Bei den Regierungs-Handys wurde für die Abschirmung der sensiblen Daten ein abgeschotteter Bereich mit einem eigenen Betriebssystem eingerichtet, der nach Darstellung der Telekom und des BSI abhörsicher ist. Eine sogenannte Kryptokarte verschlüsselt alle Daten auf dem Gerät. Zudem lassen sich die Daten aus der Ferne löschen.

Zwei getrennte Geräte in einem Gehäuse

Der SiMKo-Nutzer kann zwischen dem sicheren Modus für die dienstliche Kommunikation und einem offenen Bereich für das Surfen im Netz wechseln. Bisher mussten Geheimnisträger in Deutschland auf zwei verschiedene Geräte fürs sichere Telefonieren und die mobile Internet-Nutzung zurückgreifen.

Privatsphäre ist teuer

Soviel Sicherheit hat ihren Preis: Die SiMKo-Smartphones der Telekom kosten bei einer Vertragslaufzeit von zwei Jahren ab 1700 Euro. Der Konzern kündigte eine ganze Produktfamilie mit Tablets sowie Notebooks an inklusive einer Smartphone-Version für den superschnellen LTE-Datenfunk. Die Telekom will auch mit Unternehmen ins Geschäft kommen, die sich Sorgen um Hacker-Angriffe und Wirtschaftsspionage machen.

Auch Blackberry und Secusmart versprechen bei ihrem Gerät eine sichere Kommunikation über ein abgeschirmtes System mit einem einfachen Wechsel zwischen den Bereichen. Die beiden Smartphones wurden der Öffentlichkeit bereits auf der IT-Messe CeBIT im März vorgestellt. Blackberry gelang es damals, Bundeskanzlerin Angela Merkel (CDU) mit einem der Geräte für Fotos posieren zu lassen. Allerdings ist bislang nicht bekannt, welcher der Anbieter den prestigeträchtigen Zuschlag für das Kanzler-Handy bekommt.

Buhlen um das Kanzler-Handy

Bislang wurde aber davon ausgegangen, dass beide Geräte in deutschen Behörden Verwendung finden werden. Unklar ist zugleich, welche Auswirkungen für Blackberry die jüngsten Informationen haben könnten, denen zufolge sich der US-Geheimdienst NSA teilweisen Zugang zu den Smartphones aus Kanada verschaffen könne.
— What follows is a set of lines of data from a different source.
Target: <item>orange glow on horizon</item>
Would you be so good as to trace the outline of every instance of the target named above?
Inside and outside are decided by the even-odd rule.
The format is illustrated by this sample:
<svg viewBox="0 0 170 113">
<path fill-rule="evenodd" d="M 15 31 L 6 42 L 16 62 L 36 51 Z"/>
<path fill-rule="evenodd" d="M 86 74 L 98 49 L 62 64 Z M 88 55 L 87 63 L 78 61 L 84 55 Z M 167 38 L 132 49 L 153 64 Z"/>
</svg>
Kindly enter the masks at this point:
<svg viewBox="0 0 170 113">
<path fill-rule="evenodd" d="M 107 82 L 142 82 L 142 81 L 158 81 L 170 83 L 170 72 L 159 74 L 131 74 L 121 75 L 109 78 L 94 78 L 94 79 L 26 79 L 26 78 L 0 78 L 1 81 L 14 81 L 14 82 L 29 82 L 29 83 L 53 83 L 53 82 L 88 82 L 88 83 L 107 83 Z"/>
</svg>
Die NSA habe bereits 2009 geschrieben, dass sie SMS-Verkehr auch bei Blackberry habe "sehen und lesen" können und Zugriff auf einige lockerer geschützte E-Mails gehabt habe, berichtet der Spiegel in seiner neuen Ausgabe.

Blackberry beteuerte bislang stets, sein System sei verschlüsselt und sicher. Die vom Spiegel eingesehenen Unterlagen legten den Schluss nahe, dass es sich nicht um Massen-Ausspähungen, sondern um maßgeschneiderte Einzelfall-Aktionen ohne Wissen der betroffenen Unternehmen handele, hieß es in dem Magazin.